“Saya bangga melihat semangat kalian. Brimob bukan hanya kekuatan fisik, tetapi jiwa-jiwa yang mengabdi demi kemanusiaan. Jiwa Ragaku Demi Kemanusiaan—itu adalah napas setiap langkah kalian.”
[Irjen Pol. Marzuki Ali Basyah, Kapolda Aceh].

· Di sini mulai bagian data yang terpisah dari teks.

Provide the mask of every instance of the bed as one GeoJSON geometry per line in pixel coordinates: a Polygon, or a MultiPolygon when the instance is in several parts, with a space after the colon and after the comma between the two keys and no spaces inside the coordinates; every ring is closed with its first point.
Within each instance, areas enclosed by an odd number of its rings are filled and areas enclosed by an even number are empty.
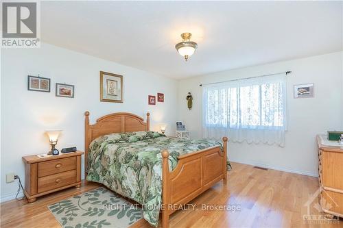
{"type": "Polygon", "coordinates": [[[160,210],[162,227],[168,227],[169,216],[179,205],[222,179],[226,183],[226,137],[222,144],[167,138],[150,131],[149,113],[146,122],[119,112],[94,125],[89,124],[89,112],[84,115],[86,179],[147,205],[143,216],[154,226],[160,210]]]}

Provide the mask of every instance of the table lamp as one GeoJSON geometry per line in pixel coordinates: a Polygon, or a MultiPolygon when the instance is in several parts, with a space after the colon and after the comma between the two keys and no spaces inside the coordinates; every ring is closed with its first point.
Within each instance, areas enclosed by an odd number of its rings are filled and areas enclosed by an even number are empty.
{"type": "Polygon", "coordinates": [[[160,123],[161,132],[162,132],[163,134],[165,134],[165,129],[167,125],[168,125],[167,123],[160,123]]]}
{"type": "Polygon", "coordinates": [[[48,135],[49,139],[50,140],[50,145],[51,146],[51,150],[48,152],[48,155],[53,155],[54,151],[57,151],[57,154],[58,154],[58,151],[55,148],[58,136],[61,133],[62,130],[47,130],[45,133],[48,135]]]}

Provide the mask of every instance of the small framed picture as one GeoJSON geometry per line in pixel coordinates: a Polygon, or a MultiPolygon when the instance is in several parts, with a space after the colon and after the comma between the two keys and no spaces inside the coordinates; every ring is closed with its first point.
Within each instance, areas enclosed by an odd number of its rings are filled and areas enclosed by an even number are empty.
{"type": "Polygon", "coordinates": [[[27,90],[50,92],[50,79],[27,75],[27,90]]]}
{"type": "Polygon", "coordinates": [[[147,101],[150,105],[156,105],[156,97],[152,95],[149,95],[147,97],[147,101]]]}
{"type": "Polygon", "coordinates": [[[163,93],[157,93],[157,101],[165,102],[165,94],[163,93]]]}
{"type": "Polygon", "coordinates": [[[74,86],[56,83],[56,97],[74,97],[74,86]]]}
{"type": "Polygon", "coordinates": [[[314,84],[301,84],[294,86],[294,98],[307,98],[314,97],[314,84]]]}
{"type": "Polygon", "coordinates": [[[100,71],[100,101],[123,103],[123,76],[100,71]]]}

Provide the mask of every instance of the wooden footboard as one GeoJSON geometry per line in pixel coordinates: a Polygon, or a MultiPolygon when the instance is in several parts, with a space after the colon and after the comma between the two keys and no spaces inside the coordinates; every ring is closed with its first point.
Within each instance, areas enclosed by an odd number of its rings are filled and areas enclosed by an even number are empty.
{"type": "Polygon", "coordinates": [[[175,169],[169,172],[169,153],[162,152],[162,227],[169,225],[169,215],[223,179],[226,183],[226,137],[223,138],[223,152],[219,146],[180,156],[175,169]]]}

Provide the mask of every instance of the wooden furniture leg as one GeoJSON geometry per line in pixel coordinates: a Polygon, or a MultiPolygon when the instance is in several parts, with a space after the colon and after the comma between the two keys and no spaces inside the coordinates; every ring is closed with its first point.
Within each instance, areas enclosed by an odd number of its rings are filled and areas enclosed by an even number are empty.
{"type": "Polygon", "coordinates": [[[224,159],[223,159],[223,166],[224,166],[224,177],[223,177],[223,183],[224,184],[226,184],[226,160],[227,160],[227,149],[228,149],[228,138],[223,137],[223,152],[224,152],[224,159]]]}
{"type": "Polygon", "coordinates": [[[169,153],[168,151],[162,151],[162,228],[168,228],[169,223],[169,167],[168,157],[169,153]]]}
{"type": "Polygon", "coordinates": [[[37,198],[31,198],[31,199],[27,199],[27,202],[29,203],[34,203],[34,201],[36,201],[36,200],[37,199],[37,198]]]}

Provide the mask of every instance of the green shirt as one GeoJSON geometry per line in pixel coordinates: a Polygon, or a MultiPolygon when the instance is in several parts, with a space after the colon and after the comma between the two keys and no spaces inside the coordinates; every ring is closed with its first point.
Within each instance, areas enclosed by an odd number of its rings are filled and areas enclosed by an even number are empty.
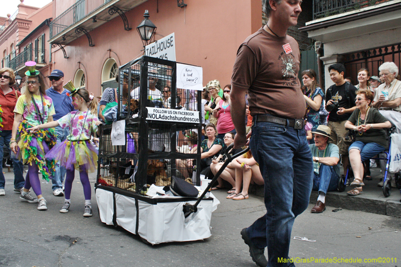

PAGI itu, Lhokseumawe belum sepenuhnya terbangun. Kabut tipis masih menggantung di balik pepohonan yang mengitari Jalan Elak, Blang Mangat.
Di Markas Komando Batalyon B Pelopor, satu per satu personel Brimob mulai mengambil posisi. Tubuh-tubuh tegap itu berdiri, sebagian menahan rasa kantuk yang belum tuntas, sebagian lain menyembunyikan kelelahan yang tidak pernah benar-benar pergi.
Namun ada yang berbeda pagi ini. Bukan sekadar rutinitas apel atau pemeriksaan kesiapan. Ada kunjungan yang membawa arti lain; lebih dari sebuah agenda formal, ia terasa sebagai perjumpaan batin; Kapolda Aceh, Irjen Pol. Drs. Marzuki Ali Basyah, datang untuk menyapa mereka, para penjaga garis depan yang sering bekerja dalam sunyi dan risiko.
Saat kendaraan Kapolda memasuki halaman Mako, yel-yel Brimob bergema lantang. Suara itu bukan hanya simbol disiplin, tetapi cara mereka menyampaikan rasa hormat, bangga, dan kebersamaan.
Yel-yel yang menusuk ke relung, menghidupkan sisi emosional yang jarang tampak di balik disiplin ketat pasukan ini.